The Internal Revenue Service (IRS) recently issued a private letter ruling, PLR 201833012 (PLR) that has generated interest among employers about student loan benefit programs. An IRS official at a recent conference, however, cautioned practitioners to read the PLR because the scope of the PLR is more narrow than what some headlines may have led people to believe. In particular, the PLR did not allow employers to authorize distributions from 401(k) plans to allow employees to repay their student loans. Instead, the PLR allowed an employer to make nonelective contributions to the company’s 401(k) plan on behalf of employees who were paying off student loan debt. To receive that benefit, the employees were required to opt out of receiving the normal matching contribution. In other words, the plan that was the subject of the PLR was quite unique. While it is encouraging to see the IRS support innovative plan designs that provide a benefit that employees value, it is important to understand what the PLR addressed and what it did not address before employers create their own plans. Specifically, the PLR held only that this benefit did not violate the contingent benefit rule. The PLR did not address other practical questions that employers will need to resolve before implementing their own similar program. We describe these items below.

Non-discrimination issues

An employer has to show that the availability of the benefit and the amount of the benefit being provided does not disproportionately favor highly compensated employees. Presumably, the workers who would be making student loan repayments would be young and not highly compensated employees. Depending on the industry, however, an employer could have a mix of highly compensated and non-highly compensated employees participating in this program. Highly compensated employees have the ability to repay their student loans more quickly than non-highly compensated employees and therefore potentially could receive more of these non-elective contributions. The PLR did not explain how coverage and nondiscrimination testing would apply or whether exceptions could be made to the rules to prevent student loan repayment contributions from causing plan testing failures.


Another question the PLR did not address is whether an employer must verify that the employees actually repaid their student loans, and if so, how extensive are the substantiation requirements. Would asking the employees to provide copies of bank statements be sufficient? Alternatively, should employers require direct proof of payment from student loan providers or arrange for direct payment of student loan payments through an employer’s payroll system? Those last two approaches could be quite burdensome.

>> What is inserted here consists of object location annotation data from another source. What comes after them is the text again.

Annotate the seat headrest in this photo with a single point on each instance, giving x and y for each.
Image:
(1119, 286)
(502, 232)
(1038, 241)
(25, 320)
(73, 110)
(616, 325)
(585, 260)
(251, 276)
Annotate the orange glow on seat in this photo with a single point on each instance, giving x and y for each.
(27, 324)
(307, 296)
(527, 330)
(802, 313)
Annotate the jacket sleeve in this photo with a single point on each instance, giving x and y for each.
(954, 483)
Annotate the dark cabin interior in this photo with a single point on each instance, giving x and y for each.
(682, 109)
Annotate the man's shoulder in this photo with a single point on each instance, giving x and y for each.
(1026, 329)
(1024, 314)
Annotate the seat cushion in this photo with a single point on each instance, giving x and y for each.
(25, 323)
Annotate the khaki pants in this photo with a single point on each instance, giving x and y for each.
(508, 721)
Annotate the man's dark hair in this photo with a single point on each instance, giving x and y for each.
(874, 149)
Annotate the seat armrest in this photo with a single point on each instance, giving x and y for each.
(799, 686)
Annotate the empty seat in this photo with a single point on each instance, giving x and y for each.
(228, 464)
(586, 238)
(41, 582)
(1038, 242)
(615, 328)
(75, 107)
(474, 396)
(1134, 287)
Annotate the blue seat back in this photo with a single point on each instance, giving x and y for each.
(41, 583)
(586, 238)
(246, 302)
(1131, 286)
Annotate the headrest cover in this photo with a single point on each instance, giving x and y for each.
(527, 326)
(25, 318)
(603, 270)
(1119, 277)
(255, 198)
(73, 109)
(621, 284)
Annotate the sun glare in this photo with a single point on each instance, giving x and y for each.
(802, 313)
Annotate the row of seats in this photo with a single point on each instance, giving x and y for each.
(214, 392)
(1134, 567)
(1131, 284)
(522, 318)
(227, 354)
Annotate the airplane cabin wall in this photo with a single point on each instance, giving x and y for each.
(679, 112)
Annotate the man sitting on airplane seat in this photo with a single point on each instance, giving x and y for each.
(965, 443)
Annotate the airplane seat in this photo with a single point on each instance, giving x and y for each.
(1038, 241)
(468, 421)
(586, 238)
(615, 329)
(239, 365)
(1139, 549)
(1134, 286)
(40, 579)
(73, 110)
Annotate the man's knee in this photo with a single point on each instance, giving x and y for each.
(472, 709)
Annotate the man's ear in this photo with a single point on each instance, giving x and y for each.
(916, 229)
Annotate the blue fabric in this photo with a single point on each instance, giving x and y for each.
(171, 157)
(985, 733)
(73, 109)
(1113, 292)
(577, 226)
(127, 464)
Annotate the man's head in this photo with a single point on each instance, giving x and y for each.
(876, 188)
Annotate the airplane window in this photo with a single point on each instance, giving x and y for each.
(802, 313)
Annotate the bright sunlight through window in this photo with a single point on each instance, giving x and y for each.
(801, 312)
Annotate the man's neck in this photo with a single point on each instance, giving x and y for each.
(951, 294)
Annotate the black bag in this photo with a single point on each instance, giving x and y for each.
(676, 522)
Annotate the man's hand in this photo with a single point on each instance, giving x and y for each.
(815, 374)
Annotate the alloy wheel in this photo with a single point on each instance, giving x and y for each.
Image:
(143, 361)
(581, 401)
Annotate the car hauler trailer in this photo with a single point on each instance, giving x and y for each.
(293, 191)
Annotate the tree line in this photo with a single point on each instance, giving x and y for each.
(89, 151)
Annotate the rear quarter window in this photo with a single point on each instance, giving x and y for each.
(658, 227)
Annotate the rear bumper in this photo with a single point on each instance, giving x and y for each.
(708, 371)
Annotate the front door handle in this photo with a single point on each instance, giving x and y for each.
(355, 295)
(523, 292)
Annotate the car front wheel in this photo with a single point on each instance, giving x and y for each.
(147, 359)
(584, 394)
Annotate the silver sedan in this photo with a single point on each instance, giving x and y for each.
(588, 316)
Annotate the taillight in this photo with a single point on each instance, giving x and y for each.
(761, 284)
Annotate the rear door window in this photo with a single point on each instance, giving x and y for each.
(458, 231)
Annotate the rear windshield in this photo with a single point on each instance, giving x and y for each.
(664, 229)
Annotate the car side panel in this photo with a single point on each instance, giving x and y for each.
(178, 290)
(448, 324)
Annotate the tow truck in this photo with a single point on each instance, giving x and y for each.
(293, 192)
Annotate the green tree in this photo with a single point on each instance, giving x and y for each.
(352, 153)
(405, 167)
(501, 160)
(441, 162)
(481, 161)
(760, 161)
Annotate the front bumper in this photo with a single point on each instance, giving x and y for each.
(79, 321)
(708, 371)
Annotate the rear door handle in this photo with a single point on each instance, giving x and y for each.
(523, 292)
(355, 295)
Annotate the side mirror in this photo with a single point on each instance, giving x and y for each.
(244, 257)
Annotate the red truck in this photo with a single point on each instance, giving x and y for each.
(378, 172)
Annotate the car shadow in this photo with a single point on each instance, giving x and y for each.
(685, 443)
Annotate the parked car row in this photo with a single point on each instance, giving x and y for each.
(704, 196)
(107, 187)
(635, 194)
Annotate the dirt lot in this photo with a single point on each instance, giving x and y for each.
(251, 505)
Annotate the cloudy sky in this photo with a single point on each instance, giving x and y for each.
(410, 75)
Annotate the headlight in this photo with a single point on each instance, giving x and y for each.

The PLR did not address whether a plan could make a student loan repayment contribution conditional upon an employee refinancing his or her existing student loans.


Employers may decide that because of the issues described above, they will want a third party administrator to assist with administration of the loan program. Issues that arise in student loan repayments include deferment, loan forgiveness, payment restructuring and refinancing, and defaults. Is the employer confident that the administrator can address these issues? Do the service provider agreements address these issues?

Safe harbor questions

Safe harbor 401(k) plans are not subject to the complex nondiscrimination testing of traditional 401(k) plans. The PLR did not address how a plan in which an employee opts out of receiving matching contributions would work in the context of a safe harbor plan. Unless the IRS were to create an exception, an employer that sponsors a safe harbor plan may need to structure its student loan benefit in a different way from the one that was subject to the PLR.


Replacement vs. additional benefit

Somewhat related to the point above is that the plan at issue under the PLR essentially replaced matching contributions for another type of employer contribution. Employers may want to consider whether to leave the matching contribution allocation terms in their 401(k) plans unchanged and instead offer an additional nonelective contribution that is based on student loan repayments.

Our impression is that while the PLR has sparked interest in a student loan benefit plan, until the IRS provides more guidance on these issues, employers remain hesitant to implement this type of plan. Industry groups have begun asking the IRS to provide this guidance. The ERISA Industry Committee has already asked the IRS to issue a more generally applicable revenue ruling to provide employers the confidence to implement similar programs. Once we have guidance, this type of feature could be a great way to attract younger employees, but for now, it may still be premature.